At Games’ end, Rogge did share with reporters that he “found it unusual” that the Chinese government had not issued a single protest permit.

President George W. Bush also played the fool in Beijing. Many people — including this columnist — counseled Bush not to attend. He went anyway. While the President did offer a few words of gentle condemnation concerning China’s sorry record of systematically violating human rights, his presence tacitly endorsed the Chinese regime.

Actions speak louder than words.

And a picture speaks the proverbial thousand. The photo of Bush bear-hugging Russian Thug-in-Chief Vladimir Putin was beamed around the globe as the Russians marched into Georgia.

As for China, a White House spokesman said the Administration was “disappointed,” calling the Olympics “maybe an opportunity missed for the Chinese to demonstrate their willingness to be more open and to allow more freedom of speech, freedom of religion, while the world was watching.”

Of course, what those who didn’t already know learned about China was that the country’s rulers have no willingness to allow more freedom. That’s why none was demonstrated.

On the other hand, the Chinese seem more than willing to cheat in gymnastics. They also keenly fake fireworks shows. And switch a lip-syncing child for the real singing child merely to present a prettier Chinese face to the world. China’s Olympic behavior echoes the old Soviet approach to sports.

How can anyone see such spectacles and not be struck by the depressing, de-humanizing effect of near-total government power over the individual?

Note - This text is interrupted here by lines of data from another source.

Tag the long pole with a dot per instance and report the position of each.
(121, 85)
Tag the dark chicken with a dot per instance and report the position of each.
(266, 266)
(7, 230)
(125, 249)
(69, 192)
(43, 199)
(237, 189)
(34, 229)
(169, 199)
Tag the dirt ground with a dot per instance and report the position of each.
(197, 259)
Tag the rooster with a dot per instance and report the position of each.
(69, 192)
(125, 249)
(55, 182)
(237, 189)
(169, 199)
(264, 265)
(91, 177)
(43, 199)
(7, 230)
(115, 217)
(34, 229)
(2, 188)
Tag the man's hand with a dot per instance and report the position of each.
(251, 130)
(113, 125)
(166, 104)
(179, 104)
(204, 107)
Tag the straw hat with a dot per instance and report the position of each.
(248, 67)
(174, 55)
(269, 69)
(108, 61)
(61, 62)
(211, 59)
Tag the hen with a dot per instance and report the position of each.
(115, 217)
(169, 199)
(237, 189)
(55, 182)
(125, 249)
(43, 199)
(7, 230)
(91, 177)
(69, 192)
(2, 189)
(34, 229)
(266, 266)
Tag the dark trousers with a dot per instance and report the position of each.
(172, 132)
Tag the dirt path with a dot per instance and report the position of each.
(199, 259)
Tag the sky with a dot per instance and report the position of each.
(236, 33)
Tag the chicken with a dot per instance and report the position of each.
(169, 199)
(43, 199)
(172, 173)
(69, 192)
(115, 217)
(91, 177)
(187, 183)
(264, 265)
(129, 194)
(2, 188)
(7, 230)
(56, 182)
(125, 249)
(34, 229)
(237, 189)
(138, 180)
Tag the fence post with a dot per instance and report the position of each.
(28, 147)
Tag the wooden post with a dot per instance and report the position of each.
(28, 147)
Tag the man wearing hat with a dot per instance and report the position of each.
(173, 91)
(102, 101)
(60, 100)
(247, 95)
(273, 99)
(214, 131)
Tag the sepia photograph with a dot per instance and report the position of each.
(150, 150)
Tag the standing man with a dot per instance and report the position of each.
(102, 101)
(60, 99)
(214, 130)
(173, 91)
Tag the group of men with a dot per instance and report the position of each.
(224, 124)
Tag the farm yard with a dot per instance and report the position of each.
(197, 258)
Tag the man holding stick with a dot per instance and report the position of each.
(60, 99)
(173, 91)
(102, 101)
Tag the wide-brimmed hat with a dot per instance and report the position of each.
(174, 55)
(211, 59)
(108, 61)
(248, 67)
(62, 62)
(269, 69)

The Chinese athletes won more gold medals than athletes from any other single country, including the USA. Yet, they lacked a certain level of enjoyment.

“Our athletes have more pressure than other countries’ athletes,” says Mao Zhixiong, a sports psychologist at Beijing Sports University. “Many Chinese athletes practice their sports not because they like it but because they are selected by the country.”

Many promising young athletes are taken from their families at a young age. Zhao Mu, chief editor of the blog channel at Sohu.com, says Chinese athletes lack a personal motivation, seeing themselves as “just symbols of national honor to be shown in public.”

The Olympics are always a little suspect to Americans. After all, there’s no football. Instead, gold medals are awarded in badminton and rhythmic gymnastics. The 1984 Olympics showcased solo synchronized swimming. (But that didn’t last long; booted out after one Olympics because, well, what is a “solo” supposed to “synchronize” with?)

But as lovers of sport, Americans invariably enjoy the Olympics. We do not, however, enjoy despotism. And we should not have to accept one along with the other.

Our leaders may willfully ignore the obvious, but we citizens must never do so. Even if all we can do against such oppression is to recognize it, refusing to excuse it in any sense, at least that’s something.